When inflammatory cells leave blood vessels to repair injured tissues, they are helped on their way by the endothelial cells lining the vessels. The invagination and expulsion of endothelial membrane may be the key.
Inflammation — described in antiquity to comprise 'rubor' (redness), 'calor' (heat), 'tumor' (swelling) and 'dolor' (pain) — is the first response of tissues to injury. Its purpose is to recruit inflammatory cells and other blood components to an affected area, where they repair the damage. To reach a tissue in need, the inflammatory cells must squeeze their way out through the walls of blood vessels, and the cells that form the vessel walls are an active partner in this process. But it is unclear how they accommodate and propel (or expel) migrating inflammatory cells. On page 748 of this issue, Mamdouh and colleagues1 reveal surprising details of the mechanism.
Inflammatory cells are together known as white blood cells or leukocytes, and include neutrophils, lymphocytes, monocytes and mast cells. Normally, fluids and solutes are exchanged between blood and tissues at the smallest of the blood vessels, the capillaries. But leukocytes instead emigrate from postcapillary venules, vessels that lead from capillaries into veins. The walls of venules have two layers: an inner, continuous lining of endothelial cells, and a surrounding mesh of support cells (pericytes). So leukocytes must crawl through both layers — in a process called diapedesis — in order to leave the blood at sites of injury. Details of how they do this, however, have been scant, as they leave little or no sign of their passage.
Some 30 years ago, it was shown that soluble proteins produced during inflammation cause endothelial cells to pull apart2, making the endothelial layer more permeable. The implication was that this could be the route that leukocytes and components of blood plasma take into inflamed tissues. Although it was not possible at the time to describe the precise anatomical path taken by the leukocytes, a previous analysis of tissue sections, showing the spatial relationship between the different cell types, suggested that leukocytes do squeeze out between adjacent endothelial cells3. Indeed, this is now well accepted. However, no obvious gaps in the blood-vessel lining are seen at sites of 'transendothelial' migration (transmigration)3. Moreover, there is a downside to a model in which leukocytes and plasma factors use the same exit strategy: there are likely to be situations in which blood vessels need to be permeable to one or the other, but not to both.
So several research groups have been looking at how the permeability of the endothelial layer is regulated. There is a rapidly growing list of adhesion molecules that occur preferentially at the borders between adjacent endothelial cells4,5,6; these border proteins include VE-cadherin, junctional adhesion molecules 1, 2 and 3, PECAM (also known as CD31) and CD99. Some of them maintain the integrity of the endothelial layer7; all are capable of binding with like molecules and have the potential to stick adjacent cells together. Interestingly, all except VE-cadherin and junctional adhesion molecule 1 are also found on various types of leukocyte.

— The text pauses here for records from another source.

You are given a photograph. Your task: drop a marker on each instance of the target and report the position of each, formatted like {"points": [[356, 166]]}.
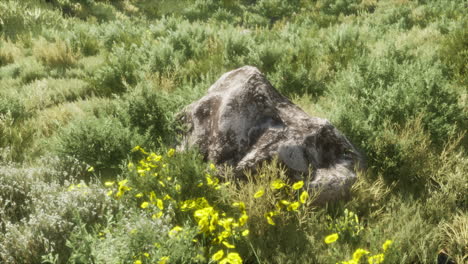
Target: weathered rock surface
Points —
{"points": [[243, 121]]}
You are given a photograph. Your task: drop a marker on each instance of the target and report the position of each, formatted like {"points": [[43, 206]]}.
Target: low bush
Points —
{"points": [[100, 142]]}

Mamdouh et al.1 now build on these results, and suggest an unusual mechanism by which endothelial cells actively participate in leukocyte transmigration. Using cultured cells, and exploiting PECAM, VE-cadherin and CD99 as markers of endothelial-cell borders, the authors estimate that up to 30% of the membrane at these sites is invaginated in the absence of leukocytes. Border proteins move in and out of these invaginations, which are different from previously observed invaginations (such as recycling endosomes and caveolae), and may be a specialized property of endothelial cells. Mamdouh et al. also find that, when in contact with a transmigrating leukocyte, an endothelial cell transiently increases its surface area by disgorging its invaginated membrane where the two cells meet. This process seems to require, among other things, binding of PECAM on the endothelial cell to PECAM on the leukocyte.

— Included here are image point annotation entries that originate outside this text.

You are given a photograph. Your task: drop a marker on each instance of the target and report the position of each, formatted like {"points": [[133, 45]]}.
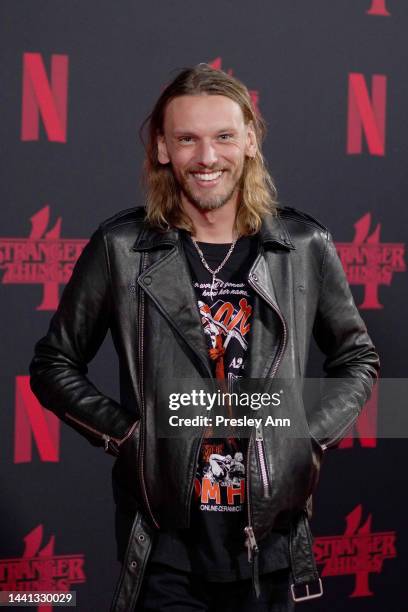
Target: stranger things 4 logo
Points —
{"points": [[43, 258], [359, 552], [369, 262], [40, 569]]}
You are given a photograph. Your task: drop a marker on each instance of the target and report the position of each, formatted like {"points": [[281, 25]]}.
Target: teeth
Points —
{"points": [[208, 176]]}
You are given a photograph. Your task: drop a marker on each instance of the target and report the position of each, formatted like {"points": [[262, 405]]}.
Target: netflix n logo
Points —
{"points": [[378, 7], [33, 423], [366, 114], [45, 97]]}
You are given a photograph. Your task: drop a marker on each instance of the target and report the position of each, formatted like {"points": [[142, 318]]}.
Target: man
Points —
{"points": [[214, 282]]}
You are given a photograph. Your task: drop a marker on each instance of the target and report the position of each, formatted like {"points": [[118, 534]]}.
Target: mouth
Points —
{"points": [[207, 179]]}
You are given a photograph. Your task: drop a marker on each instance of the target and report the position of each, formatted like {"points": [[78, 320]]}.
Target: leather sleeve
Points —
{"points": [[58, 370], [351, 363]]}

These intriguing findings support the idea that, even as a leukocyte forces its way out between endothelial cells, it plugs the gap, using the same adhesion molecules that endothelial cells use to stick together. The transient increase in contact area between leukocytes and endothelial cells demonstrated by Mamdouh et al. could serve to maintain the seal, preventing plasma factors from leaking out during the one or two minutes it takes for transendothelial migration. In a further refinement, engagement of border proteins by a leukocyte (rather than an adjacent endothelial cell) might generate the responses in both cell types that are needed to propel the leukocyte through the junction (Fig. 1). It is also tempting to speculate that cycles of membrane expulsion and invagination, which would lengthen and shorten the borders between endothelial cells like a purse-string, could actually propel leukocytes through.
The ability to rapidly mobilize a supply of membrane could also explain a previously puzzling alternative means of transmigration. Early studies8 had concluded that neutrophils move between endothelial cells but that lymphocytes pass straight through them, actually penetrating the cell body. Subsequent work, however, showed that although lymphocytes do not pass through endothelial cells9, neutrophils can do so, albeit in very specific experimental conditions10.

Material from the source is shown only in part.